Thursday, April 08, 2004

Flaming Yawn

Summer. Sun. Water. Swimming Suit. Things just got ugly. If I could ever in my life be of the masculine species, it would be when I have to buy a bathing suit. That's right...there is NOTHING good about shopping for a new suit. FYI, contrary to popular belief, the world is not run by 5'10" 120 lb models who would rather throw up their food than eat it. Therefore, I think it atrocious that every store in every town in America insists that they sell the smallest pieces of clothing possible and expect us to feel good about ourselves. Serious problems arise when the "how to wash tag" is the largest identifiable piece of fabric attatched.

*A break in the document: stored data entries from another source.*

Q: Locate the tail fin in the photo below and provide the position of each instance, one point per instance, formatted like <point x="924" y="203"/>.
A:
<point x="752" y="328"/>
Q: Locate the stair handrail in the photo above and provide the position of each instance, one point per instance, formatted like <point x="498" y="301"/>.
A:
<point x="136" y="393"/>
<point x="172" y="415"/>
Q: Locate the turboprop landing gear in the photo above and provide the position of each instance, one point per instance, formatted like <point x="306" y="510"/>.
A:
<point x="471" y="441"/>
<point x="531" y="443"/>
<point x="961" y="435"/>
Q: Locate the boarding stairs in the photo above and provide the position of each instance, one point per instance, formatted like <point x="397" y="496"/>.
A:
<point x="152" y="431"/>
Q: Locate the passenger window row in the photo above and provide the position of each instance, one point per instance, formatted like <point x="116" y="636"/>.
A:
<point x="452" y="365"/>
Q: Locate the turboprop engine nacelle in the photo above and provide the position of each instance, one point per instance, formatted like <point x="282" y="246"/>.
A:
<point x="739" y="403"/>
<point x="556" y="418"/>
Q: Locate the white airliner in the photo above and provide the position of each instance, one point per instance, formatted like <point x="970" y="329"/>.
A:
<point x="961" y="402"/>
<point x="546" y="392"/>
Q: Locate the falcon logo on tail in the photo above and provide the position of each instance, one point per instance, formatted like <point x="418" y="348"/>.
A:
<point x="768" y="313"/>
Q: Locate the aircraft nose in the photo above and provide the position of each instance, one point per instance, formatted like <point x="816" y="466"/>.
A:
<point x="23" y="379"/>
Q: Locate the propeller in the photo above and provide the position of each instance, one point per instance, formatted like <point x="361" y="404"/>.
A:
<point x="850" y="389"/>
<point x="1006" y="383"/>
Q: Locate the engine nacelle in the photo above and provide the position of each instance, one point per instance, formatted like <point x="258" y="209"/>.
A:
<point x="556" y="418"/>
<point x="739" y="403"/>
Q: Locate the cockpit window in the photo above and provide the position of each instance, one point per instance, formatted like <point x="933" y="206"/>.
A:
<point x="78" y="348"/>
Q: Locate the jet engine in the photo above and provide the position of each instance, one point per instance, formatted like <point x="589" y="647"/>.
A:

And how does anyone of any shape have a successful trip with such inhibiting circumstances? It's wretched I say, absolutely wretched.

I made such an unfortunate trip today. Target was a disappointing sell out. So, it was on to Kohl's for a more significant search. None of the tops fit. The bottoms were either too small or too big. One piece suits? Unlikely. Heaven forbid they sell one piece suits without hip-brimming skirts! For those of you (boys) who have never enjoyed the endeavor, I should let you know that we have to wear our "undershorts" when trying on the sad specimens. Each crotch is lined with a diseased sticky strip that reads "Please wear undergarments." Today one stuck to my inner thigh and RIPPED my skin as I removed the suit. Ridiculous.

One a positive note, I found a cute one and I feel half-way decent about it. Time to enforce those crunches!